A Napoleone Bonaparte

primo console della repubblica francese

presidente della repubblica italiana

EPISTOLA

(1803)

Nam tua res agitur, paries cum proximus ardet.

Hor., Epist., i, 18.


     Mentre tante tu solo opre sostieni,
onde Gallia, sperando, osserva e tace,
Anglia teme crucciosa, e dubbi stanno
sul tuo primo pensier popoli e regi,
5mentre Italia coll’armi e col consiglio
lontan tuteli, e di emendar prometti
gli altrui torti ed i suoi, costumi e leggi;
contro il pubblico ben, vate importuno,
peccherei, se per lieve o vano oggetto
10di usurpar presumessi i tuoi momenti
con un lungo sermon, figlio di Cimo.
     A che prò tante cure?
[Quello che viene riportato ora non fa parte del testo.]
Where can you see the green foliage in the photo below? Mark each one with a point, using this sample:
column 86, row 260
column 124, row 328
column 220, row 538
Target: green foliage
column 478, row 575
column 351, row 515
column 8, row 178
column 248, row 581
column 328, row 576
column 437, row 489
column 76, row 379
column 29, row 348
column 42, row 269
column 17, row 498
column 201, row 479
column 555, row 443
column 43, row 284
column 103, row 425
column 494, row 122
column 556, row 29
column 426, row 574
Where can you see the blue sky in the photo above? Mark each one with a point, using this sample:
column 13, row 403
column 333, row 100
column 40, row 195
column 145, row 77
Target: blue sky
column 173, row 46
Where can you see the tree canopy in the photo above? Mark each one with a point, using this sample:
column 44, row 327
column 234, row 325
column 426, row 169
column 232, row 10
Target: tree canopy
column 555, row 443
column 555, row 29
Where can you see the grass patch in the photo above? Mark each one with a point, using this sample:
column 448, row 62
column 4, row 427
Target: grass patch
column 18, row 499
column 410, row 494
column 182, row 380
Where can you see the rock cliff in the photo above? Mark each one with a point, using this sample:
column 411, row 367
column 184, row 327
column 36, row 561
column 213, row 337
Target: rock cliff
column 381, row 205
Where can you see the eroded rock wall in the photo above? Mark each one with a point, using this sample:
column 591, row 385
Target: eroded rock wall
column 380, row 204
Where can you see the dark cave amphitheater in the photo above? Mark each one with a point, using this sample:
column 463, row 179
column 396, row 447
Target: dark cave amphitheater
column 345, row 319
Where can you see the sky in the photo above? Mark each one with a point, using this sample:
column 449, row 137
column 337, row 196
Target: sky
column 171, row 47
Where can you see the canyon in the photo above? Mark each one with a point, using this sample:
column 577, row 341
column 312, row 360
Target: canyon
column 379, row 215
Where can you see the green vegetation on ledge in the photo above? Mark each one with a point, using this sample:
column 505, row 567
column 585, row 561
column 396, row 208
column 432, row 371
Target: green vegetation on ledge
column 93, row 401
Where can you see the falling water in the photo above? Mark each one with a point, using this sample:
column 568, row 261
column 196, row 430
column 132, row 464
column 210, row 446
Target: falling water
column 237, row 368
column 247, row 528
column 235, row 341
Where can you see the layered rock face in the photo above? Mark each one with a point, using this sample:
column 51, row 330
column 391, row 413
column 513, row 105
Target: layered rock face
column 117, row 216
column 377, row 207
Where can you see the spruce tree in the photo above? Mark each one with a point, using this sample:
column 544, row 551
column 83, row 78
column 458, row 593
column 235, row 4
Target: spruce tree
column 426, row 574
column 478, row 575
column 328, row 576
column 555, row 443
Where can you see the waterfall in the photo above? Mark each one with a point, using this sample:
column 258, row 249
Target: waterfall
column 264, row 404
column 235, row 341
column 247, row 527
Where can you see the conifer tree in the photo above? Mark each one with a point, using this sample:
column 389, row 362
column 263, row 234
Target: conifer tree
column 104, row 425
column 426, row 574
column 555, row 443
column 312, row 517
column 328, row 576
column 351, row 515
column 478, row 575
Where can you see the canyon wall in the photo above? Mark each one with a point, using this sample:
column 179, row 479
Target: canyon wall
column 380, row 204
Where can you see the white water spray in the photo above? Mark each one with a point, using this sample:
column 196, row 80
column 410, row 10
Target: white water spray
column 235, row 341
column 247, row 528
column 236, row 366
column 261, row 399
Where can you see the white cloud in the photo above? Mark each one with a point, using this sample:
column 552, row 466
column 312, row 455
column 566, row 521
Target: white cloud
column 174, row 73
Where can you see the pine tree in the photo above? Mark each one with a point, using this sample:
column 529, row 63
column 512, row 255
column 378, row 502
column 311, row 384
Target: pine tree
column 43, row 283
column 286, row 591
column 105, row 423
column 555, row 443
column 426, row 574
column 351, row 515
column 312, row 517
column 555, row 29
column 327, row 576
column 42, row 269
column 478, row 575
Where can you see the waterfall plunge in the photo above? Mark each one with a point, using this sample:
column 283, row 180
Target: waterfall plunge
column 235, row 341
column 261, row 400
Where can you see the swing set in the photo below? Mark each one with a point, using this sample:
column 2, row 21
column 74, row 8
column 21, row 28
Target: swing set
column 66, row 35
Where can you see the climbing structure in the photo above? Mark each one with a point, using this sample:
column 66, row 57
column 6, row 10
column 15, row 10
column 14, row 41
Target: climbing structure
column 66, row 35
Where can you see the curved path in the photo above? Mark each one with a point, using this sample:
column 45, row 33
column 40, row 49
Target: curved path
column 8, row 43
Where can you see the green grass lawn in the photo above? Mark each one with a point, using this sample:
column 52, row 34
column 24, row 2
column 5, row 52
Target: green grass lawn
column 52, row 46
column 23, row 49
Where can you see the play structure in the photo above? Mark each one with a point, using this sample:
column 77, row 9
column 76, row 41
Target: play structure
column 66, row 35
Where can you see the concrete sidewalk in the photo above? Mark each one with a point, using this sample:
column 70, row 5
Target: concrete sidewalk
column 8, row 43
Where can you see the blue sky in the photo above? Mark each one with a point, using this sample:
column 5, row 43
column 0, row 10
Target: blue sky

Affrica, Europa
piene son del tuo nome, e piú di un campo
fra l’ossa addita dei guerrier sepolti
15i tuoi trionfi, e di Alessandro al paro
grande ti chiama, e ti paventa armato
fulmine in guerra e donator di pace.
Esamina il tuo cor, ne’ suoi profondi
nascondigli penètra, osa invocarlo;
20sentirai che si lagna e che ti dice:
— L’altrui felicitá solo fa grande! —
Che di Olimpia il garzon lasciò di tante
guerre e conquiste e di sií lunghi affanni,
che schiavi ed oppressor, province e risse?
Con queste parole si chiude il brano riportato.